Doctoral Dissertation Research: Governance, Organizational Complexity, and the Role of Pastoral Communities
Yale University, New Haven CT
Investigators
Abstract
This award is funded in whole or in part under the American Rescue Plan Act of 2021 (Public Law 117-2). This doctoral dissertation research project explores whether barriers to governance could be influenced by the incorporation of disparate pastoral communities into processes of governance to service the dietary and mobility needs of herders and livestock. This project is relevant to research on nomadic pastoralism and mobile societies, and is especially pertinent to studies dealing with the relationships between governance, mobility, and herding at the community level. This is an immediate concern currently, as modern herders everywhere grapple with globalization, forced sedentarization, and reduced mobility due to international borders, environmental change and pasture degradation. In addition to providing funding for the training of a graduate student in archaeology in methods of empirical, scientific data collection and analysis, the project would enhance public understanding of science and the scientific method by broadly disseminating its findings. Using two existing models of state formation, this research assesses hypotheses for a decentralized and centralized political structure based on changes in human and livestock diet and mobility patterns through time.
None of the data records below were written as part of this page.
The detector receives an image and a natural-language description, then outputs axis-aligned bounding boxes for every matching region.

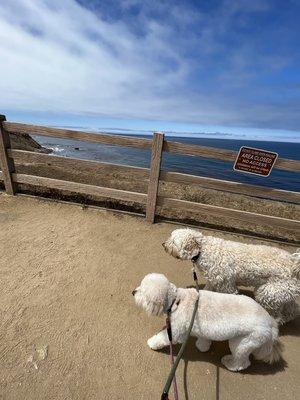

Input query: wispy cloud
[0,0,300,130]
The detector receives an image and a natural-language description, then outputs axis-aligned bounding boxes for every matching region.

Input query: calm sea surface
[36,135,300,191]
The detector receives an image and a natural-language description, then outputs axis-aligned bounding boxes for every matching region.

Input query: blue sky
[0,0,300,141]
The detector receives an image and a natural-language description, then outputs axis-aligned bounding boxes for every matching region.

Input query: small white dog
[163,228,300,323]
[132,273,282,371]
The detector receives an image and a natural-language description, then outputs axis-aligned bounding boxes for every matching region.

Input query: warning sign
[233,146,278,176]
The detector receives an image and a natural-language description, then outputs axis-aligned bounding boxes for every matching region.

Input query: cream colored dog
[132,274,282,371]
[163,229,300,323]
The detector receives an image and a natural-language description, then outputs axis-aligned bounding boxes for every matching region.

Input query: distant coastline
[36,133,300,191]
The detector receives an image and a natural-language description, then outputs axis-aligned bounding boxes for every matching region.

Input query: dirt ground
[0,194,300,400]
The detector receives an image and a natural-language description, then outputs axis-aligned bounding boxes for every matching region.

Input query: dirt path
[0,194,300,400]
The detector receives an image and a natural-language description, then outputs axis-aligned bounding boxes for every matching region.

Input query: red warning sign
[233,146,278,176]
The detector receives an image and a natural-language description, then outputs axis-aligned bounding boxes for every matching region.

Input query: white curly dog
[163,228,300,324]
[132,273,282,371]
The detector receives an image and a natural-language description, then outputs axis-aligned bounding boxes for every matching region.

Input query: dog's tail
[253,320,283,364]
[292,249,300,279]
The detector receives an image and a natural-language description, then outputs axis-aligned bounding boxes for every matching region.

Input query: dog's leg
[221,332,264,372]
[196,337,211,353]
[281,301,299,323]
[147,329,174,350]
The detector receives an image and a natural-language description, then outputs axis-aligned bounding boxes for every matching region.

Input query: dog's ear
[147,298,166,315]
[184,237,199,256]
[193,231,203,245]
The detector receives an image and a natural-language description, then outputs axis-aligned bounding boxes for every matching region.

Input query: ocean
[35,133,300,191]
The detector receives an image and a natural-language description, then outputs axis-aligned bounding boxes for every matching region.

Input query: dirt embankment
[7,158,300,242]
[0,194,300,400]
[1,134,300,243]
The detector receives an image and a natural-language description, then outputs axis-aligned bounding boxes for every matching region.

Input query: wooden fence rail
[0,116,300,241]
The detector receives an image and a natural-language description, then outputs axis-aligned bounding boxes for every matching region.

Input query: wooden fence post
[0,114,15,195]
[146,132,164,223]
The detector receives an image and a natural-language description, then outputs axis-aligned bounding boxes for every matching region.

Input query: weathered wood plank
[160,171,300,204]
[0,115,15,195]
[4,122,152,149]
[3,122,300,172]
[157,196,300,234]
[163,140,300,172]
[8,150,150,179]
[146,132,164,223]
[12,173,147,204]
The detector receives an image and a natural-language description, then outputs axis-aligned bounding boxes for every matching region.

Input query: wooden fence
[0,116,300,241]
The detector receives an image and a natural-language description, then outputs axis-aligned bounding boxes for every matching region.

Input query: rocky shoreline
[9,133,52,154]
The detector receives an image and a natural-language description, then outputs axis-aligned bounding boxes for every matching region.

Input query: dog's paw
[221,355,250,372]
[147,336,159,350]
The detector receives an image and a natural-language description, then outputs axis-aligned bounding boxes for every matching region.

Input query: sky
[0,0,300,141]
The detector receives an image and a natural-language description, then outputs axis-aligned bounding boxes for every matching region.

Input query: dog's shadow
[158,337,287,400]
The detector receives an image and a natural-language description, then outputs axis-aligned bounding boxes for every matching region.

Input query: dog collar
[192,251,201,263]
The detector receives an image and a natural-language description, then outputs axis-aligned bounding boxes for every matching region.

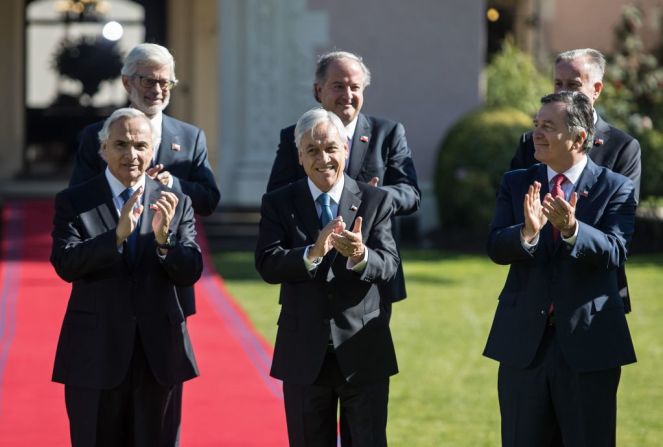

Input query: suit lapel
[136,178,160,260]
[89,177,119,236]
[338,174,361,234]
[575,157,599,220]
[587,115,610,155]
[523,163,556,255]
[326,174,361,274]
[346,113,372,178]
[292,177,320,241]
[156,115,181,166]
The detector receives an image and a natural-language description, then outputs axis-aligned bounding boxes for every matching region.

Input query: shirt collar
[345,114,359,141]
[104,166,145,198]
[546,155,587,185]
[307,174,345,205]
[150,112,163,141]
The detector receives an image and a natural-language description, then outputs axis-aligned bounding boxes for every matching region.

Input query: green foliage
[211,251,663,447]
[597,5,663,198]
[600,5,663,131]
[434,108,532,233]
[637,129,663,198]
[53,36,122,97]
[486,38,552,115]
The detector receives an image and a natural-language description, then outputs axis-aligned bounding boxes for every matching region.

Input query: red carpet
[0,201,288,447]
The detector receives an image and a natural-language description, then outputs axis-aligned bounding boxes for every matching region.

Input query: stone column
[216,0,328,206]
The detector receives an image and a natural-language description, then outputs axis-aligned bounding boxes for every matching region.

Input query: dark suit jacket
[267,113,421,301]
[69,114,221,216]
[511,116,641,312]
[51,174,202,389]
[484,160,636,372]
[256,176,399,384]
[69,114,220,316]
[511,116,641,201]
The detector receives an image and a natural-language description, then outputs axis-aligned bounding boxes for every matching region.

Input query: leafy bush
[637,129,663,198]
[486,38,553,115]
[597,5,663,202]
[435,107,532,234]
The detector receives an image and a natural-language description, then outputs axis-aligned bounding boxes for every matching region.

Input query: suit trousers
[65,334,182,447]
[283,348,389,447]
[497,326,621,447]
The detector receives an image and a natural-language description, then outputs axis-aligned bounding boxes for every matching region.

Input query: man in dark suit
[511,48,641,313]
[484,91,636,447]
[256,109,399,447]
[51,108,202,446]
[267,51,421,302]
[511,48,641,201]
[69,43,220,442]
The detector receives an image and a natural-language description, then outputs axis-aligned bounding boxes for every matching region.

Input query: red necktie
[550,174,566,241]
[548,174,566,315]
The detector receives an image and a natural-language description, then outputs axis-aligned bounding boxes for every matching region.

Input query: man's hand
[115,186,143,247]
[543,192,578,239]
[522,182,548,243]
[145,164,173,186]
[308,216,345,261]
[331,216,366,264]
[150,191,178,244]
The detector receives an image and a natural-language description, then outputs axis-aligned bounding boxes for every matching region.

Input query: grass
[214,251,663,447]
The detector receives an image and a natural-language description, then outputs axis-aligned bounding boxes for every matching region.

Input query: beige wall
[0,0,25,180]
[309,0,485,185]
[539,0,663,53]
[168,0,219,171]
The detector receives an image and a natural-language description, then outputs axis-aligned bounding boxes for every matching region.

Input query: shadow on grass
[212,251,262,281]
[626,253,663,271]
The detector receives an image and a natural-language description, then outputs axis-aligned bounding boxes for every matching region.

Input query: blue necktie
[120,188,140,261]
[316,192,334,228]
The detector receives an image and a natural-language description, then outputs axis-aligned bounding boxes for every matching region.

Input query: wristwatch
[154,230,175,250]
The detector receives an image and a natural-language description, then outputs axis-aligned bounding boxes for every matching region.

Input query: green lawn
[214,251,663,447]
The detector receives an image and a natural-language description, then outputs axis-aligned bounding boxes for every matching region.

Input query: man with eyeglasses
[69,43,220,444]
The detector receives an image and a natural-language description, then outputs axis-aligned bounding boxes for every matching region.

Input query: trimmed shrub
[486,38,553,115]
[434,108,532,234]
[635,129,663,198]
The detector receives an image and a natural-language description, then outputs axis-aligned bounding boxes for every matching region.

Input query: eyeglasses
[133,75,177,90]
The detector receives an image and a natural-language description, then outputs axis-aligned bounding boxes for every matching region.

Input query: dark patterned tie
[316,192,334,228]
[120,188,140,261]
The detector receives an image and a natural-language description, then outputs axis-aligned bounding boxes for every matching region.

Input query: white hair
[555,48,605,82]
[97,107,154,149]
[122,43,177,82]
[295,107,348,149]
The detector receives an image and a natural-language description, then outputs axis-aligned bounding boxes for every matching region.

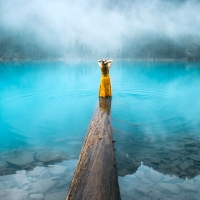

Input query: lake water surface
[0,60,200,200]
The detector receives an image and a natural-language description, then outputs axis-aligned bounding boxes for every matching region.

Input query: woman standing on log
[98,59,113,97]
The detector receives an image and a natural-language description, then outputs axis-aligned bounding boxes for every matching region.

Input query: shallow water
[0,61,200,199]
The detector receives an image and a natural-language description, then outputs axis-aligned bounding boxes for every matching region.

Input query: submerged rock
[0,161,8,170]
[45,191,67,200]
[158,183,180,194]
[6,152,35,168]
[187,154,200,161]
[0,190,29,200]
[29,194,44,200]
[31,179,56,193]
[49,165,67,176]
[34,150,68,164]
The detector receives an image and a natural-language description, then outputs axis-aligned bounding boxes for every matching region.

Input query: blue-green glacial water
[0,60,200,200]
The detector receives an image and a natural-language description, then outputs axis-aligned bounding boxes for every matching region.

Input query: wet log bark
[67,98,121,200]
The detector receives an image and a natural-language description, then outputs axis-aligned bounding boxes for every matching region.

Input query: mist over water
[0,0,200,58]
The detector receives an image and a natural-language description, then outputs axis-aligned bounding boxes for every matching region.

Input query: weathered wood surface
[67,98,121,200]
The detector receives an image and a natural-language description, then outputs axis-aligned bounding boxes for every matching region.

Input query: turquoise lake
[0,60,200,200]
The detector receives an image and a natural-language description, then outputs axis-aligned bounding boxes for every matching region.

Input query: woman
[98,59,113,97]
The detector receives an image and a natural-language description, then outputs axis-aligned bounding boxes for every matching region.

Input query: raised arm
[107,60,113,68]
[98,60,102,68]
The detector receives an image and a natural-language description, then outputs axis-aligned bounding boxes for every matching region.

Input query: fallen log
[67,98,121,200]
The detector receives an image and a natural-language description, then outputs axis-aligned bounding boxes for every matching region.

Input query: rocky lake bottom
[0,159,77,200]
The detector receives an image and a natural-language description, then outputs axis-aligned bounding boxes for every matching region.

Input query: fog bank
[0,0,200,59]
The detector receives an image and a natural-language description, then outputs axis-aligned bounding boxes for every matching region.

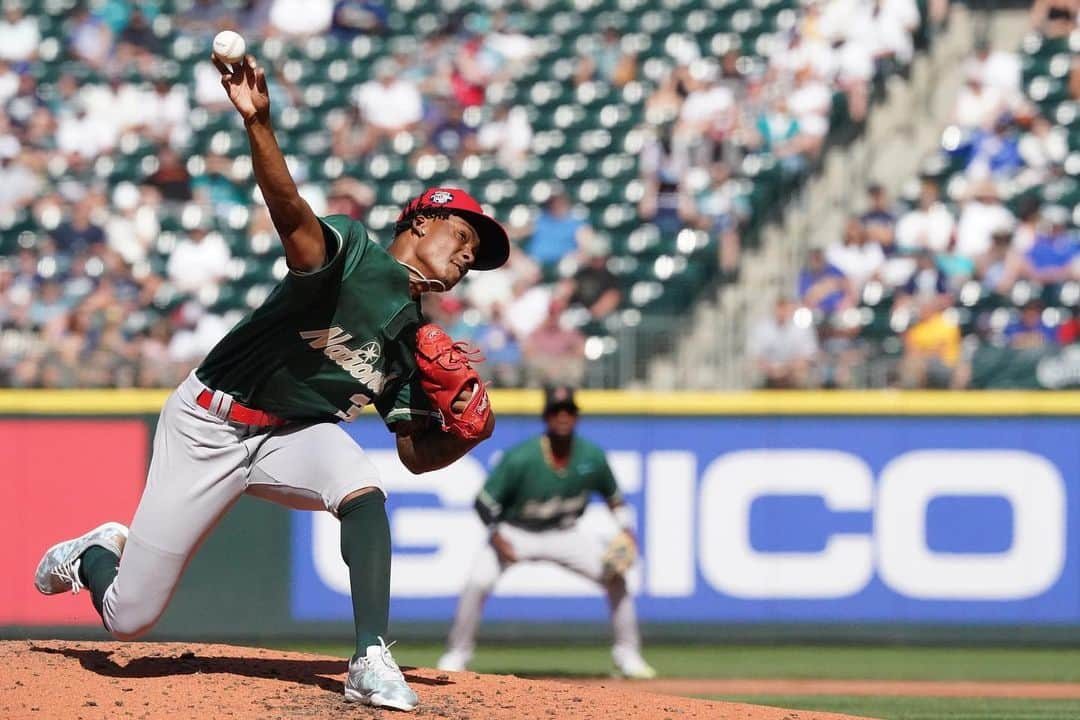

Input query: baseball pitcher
[35,55,510,710]
[438,388,656,679]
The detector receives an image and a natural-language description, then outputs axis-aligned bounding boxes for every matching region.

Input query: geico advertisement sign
[311,449,1067,601]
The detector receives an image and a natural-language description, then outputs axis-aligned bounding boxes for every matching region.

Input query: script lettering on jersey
[521,492,589,520]
[300,325,387,395]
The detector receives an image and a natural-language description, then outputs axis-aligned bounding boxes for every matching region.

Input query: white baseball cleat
[345,638,420,710]
[611,648,657,680]
[33,522,127,595]
[435,650,469,673]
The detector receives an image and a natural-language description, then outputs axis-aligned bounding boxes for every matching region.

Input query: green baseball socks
[338,491,390,657]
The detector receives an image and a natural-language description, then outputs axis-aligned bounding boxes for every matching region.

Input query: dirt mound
[0,640,876,720]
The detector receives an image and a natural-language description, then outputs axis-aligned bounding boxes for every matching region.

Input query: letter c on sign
[699,450,874,598]
[874,450,1066,600]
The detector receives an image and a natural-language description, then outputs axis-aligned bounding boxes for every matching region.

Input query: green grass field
[267,643,1080,720]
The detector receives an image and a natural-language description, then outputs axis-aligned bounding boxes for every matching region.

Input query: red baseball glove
[416,323,491,440]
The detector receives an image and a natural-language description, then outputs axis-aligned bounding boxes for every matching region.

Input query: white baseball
[214,30,247,63]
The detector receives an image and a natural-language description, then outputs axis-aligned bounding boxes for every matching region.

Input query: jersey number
[334,393,372,422]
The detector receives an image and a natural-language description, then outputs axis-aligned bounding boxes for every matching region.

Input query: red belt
[195,390,285,426]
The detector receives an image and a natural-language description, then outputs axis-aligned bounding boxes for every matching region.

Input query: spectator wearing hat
[438,385,657,680]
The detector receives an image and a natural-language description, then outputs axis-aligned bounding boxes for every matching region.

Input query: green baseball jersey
[195,215,437,425]
[476,435,621,530]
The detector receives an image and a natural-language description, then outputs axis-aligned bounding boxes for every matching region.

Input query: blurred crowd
[0,0,941,386]
[638,0,933,277]
[750,2,1080,389]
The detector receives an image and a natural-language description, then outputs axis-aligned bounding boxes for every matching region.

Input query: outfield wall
[6,391,1080,639]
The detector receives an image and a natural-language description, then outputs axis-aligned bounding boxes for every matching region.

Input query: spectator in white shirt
[956,179,1016,260]
[971,38,1021,100]
[953,64,1005,130]
[354,58,423,145]
[896,180,956,253]
[476,106,532,172]
[166,228,230,293]
[825,216,885,291]
[747,298,818,388]
[270,0,334,37]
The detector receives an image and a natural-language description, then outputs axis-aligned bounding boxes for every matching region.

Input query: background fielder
[438,386,656,679]
[35,47,510,710]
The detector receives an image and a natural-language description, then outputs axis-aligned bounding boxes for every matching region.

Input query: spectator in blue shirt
[1004,300,1057,350]
[1027,205,1080,283]
[799,247,853,315]
[893,248,953,312]
[527,192,585,273]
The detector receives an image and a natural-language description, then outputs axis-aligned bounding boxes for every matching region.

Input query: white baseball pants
[103,372,386,640]
[447,524,642,661]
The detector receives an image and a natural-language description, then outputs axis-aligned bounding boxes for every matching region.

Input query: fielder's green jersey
[195,215,437,425]
[477,435,620,530]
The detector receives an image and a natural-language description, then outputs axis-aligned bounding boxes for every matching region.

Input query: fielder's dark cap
[543,385,578,415]
[397,188,510,270]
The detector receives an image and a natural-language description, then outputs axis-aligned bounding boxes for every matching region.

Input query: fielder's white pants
[447,524,642,660]
[103,372,386,640]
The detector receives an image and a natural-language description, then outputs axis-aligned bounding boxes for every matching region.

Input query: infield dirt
[0,640,876,720]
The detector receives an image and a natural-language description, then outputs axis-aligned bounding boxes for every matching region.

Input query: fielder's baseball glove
[416,323,491,440]
[604,532,637,581]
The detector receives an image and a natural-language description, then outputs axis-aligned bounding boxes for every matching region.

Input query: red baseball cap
[397,188,510,270]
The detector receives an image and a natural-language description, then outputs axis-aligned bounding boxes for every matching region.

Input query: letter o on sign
[874,450,1067,600]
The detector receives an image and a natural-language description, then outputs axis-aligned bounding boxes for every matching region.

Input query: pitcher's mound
[0,640,872,720]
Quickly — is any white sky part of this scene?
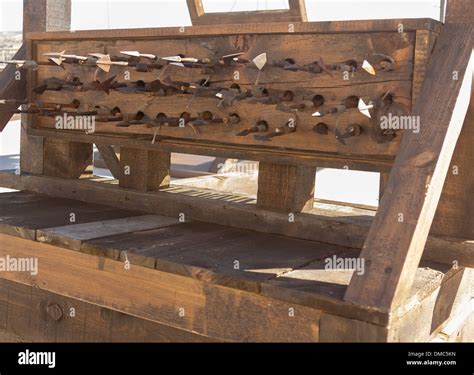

Data for this analysis comes excavations at two cemeteries and stable (δ13C and δ15N) and radiogenic (87Sr/86Sr) isotope analyses of human and sheep skeletal remains. This project holds promise to generate insights from an understudied area, elucidate unique endogenous and indigenous forms of complex political organization, and evaluate the veracity of historical documents. Such findings would highlight the variability that exists in global forms of pre-industrial political complexity and reinforce the broader anthropological need to examine data generated from patterns of human organization that are not agriculture-centric. This award reflects NSF's statutory mission and has been deemed worthy of support through evaluation using the Foundation's intellectual merit and broader impacts review criteria.